Published 13th July 2012
DIDCOT - The Great Western Society’s (GWS) Railmotor 93 restoration team, bolstered by experts from West Coast Railways emerged from the Rail Safety and Safety Board (RSSB) meeting on June 22 with the required derogations allowing it to operate on the main line.
The train is a one coach integrated steam railcar and was steamed for the first time last year after a long and careful restoration. These types of trains were used on local low speed stopping trains and reached their heyday in Edwardian times.
They had been used from the mid 1800s with several railway companies developing them for lightly used lines. This particular train is a combination of two vehicles put together as one carriage over nearly 40 years at the Great Western Society base at Didcot.
It has a wooden body which made the safety approvals difficult because of reduced crashworthiness. How was the accreditation achieved?
West Coast Railways (WCR) provided the operational and Rule Book expertise assisted by the GWS team at the meeting in London. Stringent conditions were applied such as carrying an accredited Portable GSMR speed recording device (incorporating a data recorder), and video camera on each end of the vehicle plus a portable GSMR phone. Many of these are already available and train timers already use these instruments which can be bought for under £1000.
The WCR staff who attended the meeting were heavily involved in assessing the risks and devising a method of operation to surmount these, especially the risk of collision. The arguments were accepted by RSSB with certain restrictions such as the vehicle can only to be used on a self-contained single line where no other traffic is present at a maximum permissible speed of 35mph.
Other measures include the absence of even a passing loop and the single line obviously means there is no risk of collision, including a sideswipe on a passing loop or being wrongly signalled onto an occupied siding.
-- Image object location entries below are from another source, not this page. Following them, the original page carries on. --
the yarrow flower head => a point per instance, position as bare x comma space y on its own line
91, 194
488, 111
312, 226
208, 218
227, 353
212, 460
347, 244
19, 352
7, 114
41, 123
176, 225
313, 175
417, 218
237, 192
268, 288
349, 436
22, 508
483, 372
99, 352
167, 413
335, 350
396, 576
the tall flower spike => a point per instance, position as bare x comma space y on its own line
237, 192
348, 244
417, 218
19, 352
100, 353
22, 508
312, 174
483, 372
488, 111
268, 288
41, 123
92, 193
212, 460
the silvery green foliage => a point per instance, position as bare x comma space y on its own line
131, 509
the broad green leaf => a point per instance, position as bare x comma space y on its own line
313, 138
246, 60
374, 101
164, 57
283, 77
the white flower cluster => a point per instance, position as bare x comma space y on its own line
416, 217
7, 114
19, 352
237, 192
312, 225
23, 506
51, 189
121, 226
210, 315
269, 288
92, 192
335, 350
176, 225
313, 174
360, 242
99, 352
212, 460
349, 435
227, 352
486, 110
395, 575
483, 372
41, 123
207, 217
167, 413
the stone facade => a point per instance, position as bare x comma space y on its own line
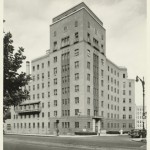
74, 86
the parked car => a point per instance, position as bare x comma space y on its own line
136, 133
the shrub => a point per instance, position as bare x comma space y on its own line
85, 133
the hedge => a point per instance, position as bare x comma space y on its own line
85, 133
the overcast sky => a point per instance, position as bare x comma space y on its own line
124, 21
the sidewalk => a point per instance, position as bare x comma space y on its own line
52, 135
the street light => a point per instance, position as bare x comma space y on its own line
143, 86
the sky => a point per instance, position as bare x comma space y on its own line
124, 21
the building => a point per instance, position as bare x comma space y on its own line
74, 85
139, 118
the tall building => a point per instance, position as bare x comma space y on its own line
139, 118
74, 85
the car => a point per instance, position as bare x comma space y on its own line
137, 133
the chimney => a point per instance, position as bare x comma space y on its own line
27, 67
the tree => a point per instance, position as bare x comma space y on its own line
14, 90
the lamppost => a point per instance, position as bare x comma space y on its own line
143, 86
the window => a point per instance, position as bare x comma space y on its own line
33, 78
124, 92
76, 100
88, 100
42, 95
48, 104
55, 70
65, 28
38, 96
88, 24
124, 100
76, 124
124, 84
76, 24
88, 77
42, 114
88, 88
88, 65
65, 41
124, 116
76, 52
76, 111
124, 109
55, 113
123, 75
55, 102
76, 37
55, 46
48, 84
33, 68
38, 86
88, 38
55, 81
76, 64
48, 94
88, 112
130, 116
54, 33
88, 52
42, 76
33, 87
124, 125
88, 125
76, 88
55, 91
42, 124
76, 76
33, 96
38, 77
55, 59
102, 73
48, 74
38, 67
42, 85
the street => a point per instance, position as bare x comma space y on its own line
20, 142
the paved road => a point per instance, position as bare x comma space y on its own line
18, 142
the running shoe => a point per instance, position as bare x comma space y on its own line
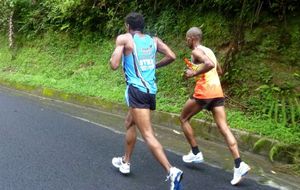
239, 173
192, 158
175, 177
123, 167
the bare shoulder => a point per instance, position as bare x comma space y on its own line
197, 52
123, 38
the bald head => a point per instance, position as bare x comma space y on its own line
194, 33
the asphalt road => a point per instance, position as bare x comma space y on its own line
44, 148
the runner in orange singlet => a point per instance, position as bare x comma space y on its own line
208, 94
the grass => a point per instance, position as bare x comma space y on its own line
80, 66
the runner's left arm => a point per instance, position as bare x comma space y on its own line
117, 54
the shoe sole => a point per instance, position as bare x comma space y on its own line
115, 165
177, 182
242, 177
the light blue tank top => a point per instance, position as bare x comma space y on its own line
139, 67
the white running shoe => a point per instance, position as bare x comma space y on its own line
123, 167
192, 158
175, 177
239, 173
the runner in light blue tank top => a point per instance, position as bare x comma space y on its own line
139, 67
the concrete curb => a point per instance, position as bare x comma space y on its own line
270, 149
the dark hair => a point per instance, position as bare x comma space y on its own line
135, 21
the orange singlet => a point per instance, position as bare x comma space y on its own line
208, 84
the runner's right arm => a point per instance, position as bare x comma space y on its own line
117, 54
205, 66
169, 55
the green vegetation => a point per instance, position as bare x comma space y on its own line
66, 45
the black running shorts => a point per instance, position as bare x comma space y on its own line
138, 99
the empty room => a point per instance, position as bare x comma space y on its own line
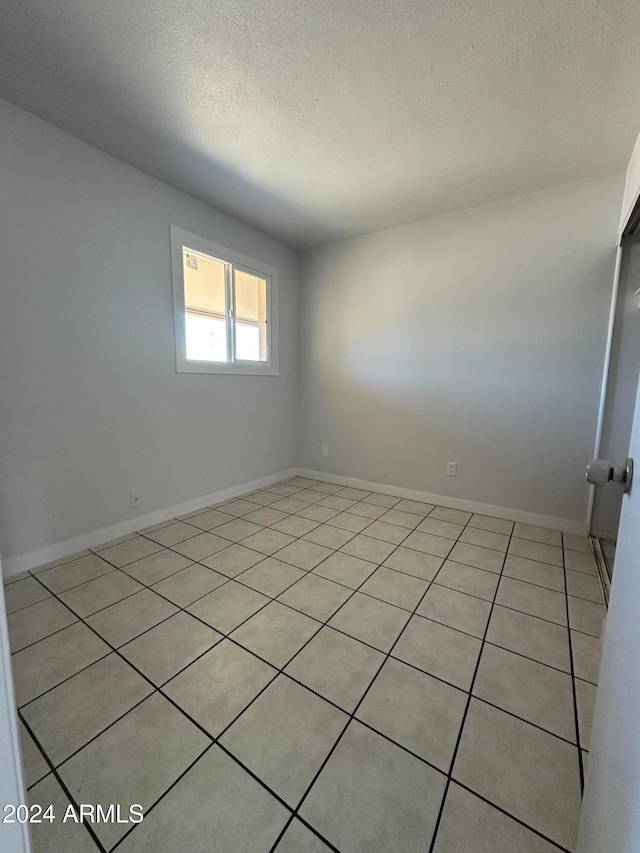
319, 358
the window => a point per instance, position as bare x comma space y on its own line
225, 309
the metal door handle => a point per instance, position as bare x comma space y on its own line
600, 472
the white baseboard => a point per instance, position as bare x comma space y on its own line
33, 559
567, 526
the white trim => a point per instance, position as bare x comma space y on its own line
605, 374
33, 559
180, 239
15, 837
578, 527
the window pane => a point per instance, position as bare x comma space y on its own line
247, 342
250, 316
205, 306
206, 338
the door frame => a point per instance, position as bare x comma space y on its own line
15, 837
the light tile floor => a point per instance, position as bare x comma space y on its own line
312, 668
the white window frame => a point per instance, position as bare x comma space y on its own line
183, 239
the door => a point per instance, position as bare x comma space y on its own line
622, 382
610, 821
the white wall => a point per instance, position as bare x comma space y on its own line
477, 338
91, 405
15, 837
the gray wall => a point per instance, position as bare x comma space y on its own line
610, 818
91, 405
621, 389
477, 338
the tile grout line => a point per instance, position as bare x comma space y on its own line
466, 710
60, 781
351, 716
181, 710
573, 679
323, 624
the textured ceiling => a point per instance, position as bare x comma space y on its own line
316, 120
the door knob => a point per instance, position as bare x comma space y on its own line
600, 472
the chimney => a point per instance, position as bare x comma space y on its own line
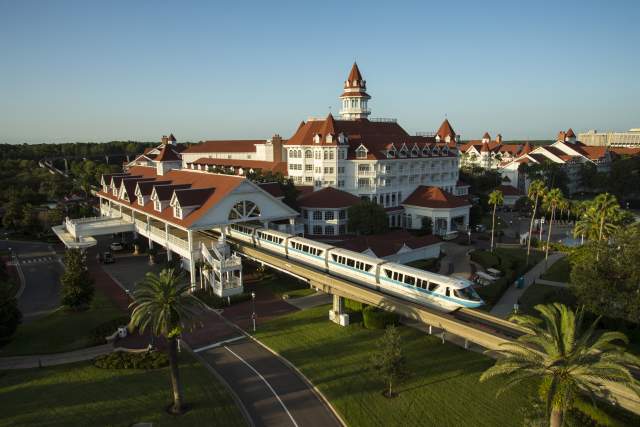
276, 140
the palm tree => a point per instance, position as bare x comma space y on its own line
568, 360
536, 190
607, 210
553, 199
495, 198
163, 304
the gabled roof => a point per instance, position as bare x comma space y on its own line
189, 197
509, 190
328, 198
434, 197
388, 243
229, 146
167, 155
446, 130
223, 185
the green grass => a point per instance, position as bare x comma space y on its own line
511, 262
544, 294
62, 330
284, 285
83, 395
559, 271
442, 389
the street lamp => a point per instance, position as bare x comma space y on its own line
253, 310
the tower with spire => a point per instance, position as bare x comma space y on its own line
354, 97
This may have been a major factor in the Mid Norfolk Railway accident with Pannier 9466 (See steam news), which had been pencilled in to haul the Railmotor between heritage lines to lines such as the Looe and Marlow Branches.
Plans were well in hand for 9466 to travel from Barry in south Wales in early November to Liskeard to collect the Railmotor and bring it onto the Looe branch. The proposal was to run the train as a Poppy Day Appeal fundraiser as First Great Western were fully behind the scheme and also do not operate trains on the Looe branch in the Winter.
Instead, the locomotive was taken to the South Devon Railway on July 10th for repairs. The engine had new pannier tanks fitted there a few years ago.
This marks new territory in the main line preservation era as wooden bodied vehicles had been barred from being re-introduced to the national network for many years. The new safety management systems rules now mean that given enough expertise (and money), carefully thought our plans can be made to work.
Before the formal meeting, preparatory work including cold and hot exams, and relevant paperwork completed plus inspection audits carried out by an Acceptance Body. Brake trials and noise levels were also examined along with the vehicle maintenance procedures. This allowed the Safety Certification and Engineering Acceptance documents to be issued.
WCR experts were supported by the GWS’ Project Manager Graham Drew, who between them presented a 53 page document detailing the mitigations from Railway Group Standards. The Railmotor will be operating at Didcot for the summer season and then, who knows where!
The Heritage Lottery Fund supported the project financially in what really is conserving a piece of Britain’s railway and social history. The last ones were withdrawn in 1935 so this is a new train to most people as you would have to be about 90 years old to remember them in service!